There are several strengths of our study. First, to overcome the limitations that arise by using retrospective data, PS matching and time-varying Cox proportional hazard models were used to balance the groups such as what might occur with true randomization. This methodological strength provides further evidence of the strong relationship between NAFLD and CKD. Secondly, we had a large sample size (262,619 NAFLD patients) and our cohort was representative of the general population in the US especially since we used one of the largest US database of patient data, which includes nearly 20 million individuals annually, 77 large employers, and more than 100 health plans. A recent meta-analysis combined results from 8 non-US observational studies included 32,842 NAFLD patients. (20) Lastly, we controlled for the known comorbidities and medications associated with renal functioning as a means of isolating the effects of NAFLD as well as conducting several sensitivity and subgroup analyses to access the robustness of our results and NAFLD still remained as a risk factor for developing CKD.

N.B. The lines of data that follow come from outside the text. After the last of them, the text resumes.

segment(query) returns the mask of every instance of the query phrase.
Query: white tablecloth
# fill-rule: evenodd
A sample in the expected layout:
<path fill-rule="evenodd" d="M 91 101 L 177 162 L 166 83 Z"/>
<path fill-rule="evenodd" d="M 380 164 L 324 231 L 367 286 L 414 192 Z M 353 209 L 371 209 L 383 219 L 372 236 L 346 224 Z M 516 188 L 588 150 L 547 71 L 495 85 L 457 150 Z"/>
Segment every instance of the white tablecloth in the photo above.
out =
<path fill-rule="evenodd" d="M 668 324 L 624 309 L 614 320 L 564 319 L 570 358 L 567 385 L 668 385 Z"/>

Our study also had several limitations. First, we did not have data on laboratory/radiology results (e.g., liver enzymes, ultrasound) to corroborate ICD-9 coding so the diagnosis of NAFLD was dependent on ICD-9 codes which could lead to underdiagnoses of NAFLD. A prior study has validated the use of billing ICD 9 codes for the diagnosis of NAFLD definition, with a positive predictive value of 89%, (21) and this approach is commonly used in retrospective claims data analyses. However, the validation study also reported a negative predictive value of 36%, which suggests that some NAFLD patients remain unrecognized and underdiagnosed in routine practice. (21) Thus, we may have underestimated the risk of CKD in NAFLD patients because it is possible that patients in the control group (non-NAFLD) might have as yet undiagnosed NAFLD. In addition, the study lacked estimated glomerular filtration rate for accurate staging of the severity of CKD. It is possible that incomplete, missing, or miscoded claims may impact the study findings; however, coding errors are likely distributed evenly between the NAFLD and non-NAFLD groups. In fact, the incidence rates of CKD stages 3–5 in our population were comparable with the rates reported from a prospective observational cohort study (4.3~10.4 per 1000 person-years). (35) Second, claims data also have limitations stemming from the nature of administrative claims for payment purposes. For example, compared to a previous study in ultrasound-proven NAFLD patients, we found that the prevalence of obesity at NAFLD diagnosis was significantly lower in our study (16.0% vs 67.5%) although the prevalence of diabetes mellitus was similar (26.8% vs 26.3%). (36) This is likely due to the low sensitivity of ICD-9 codes for obesity (25.2%), which means that we captured only a portion of obese patients; however, it is unlikely that this undercoding of obesity would alter our results because it is not expected to distribute differently between our NAFLD and control cohorts. (37) Third, though we adjusted for as many confounders as available and known to be associated with CKD as well as mean total number of outpatient visits and inpatient visits; however, there may have been some unmeasured confounders that were not reported and thus unavailable (e.g., smoking). Lastly, detection bias may be introduced by differential screening frequencies for kidney diseases between NAFLD and non-NAFLD patients.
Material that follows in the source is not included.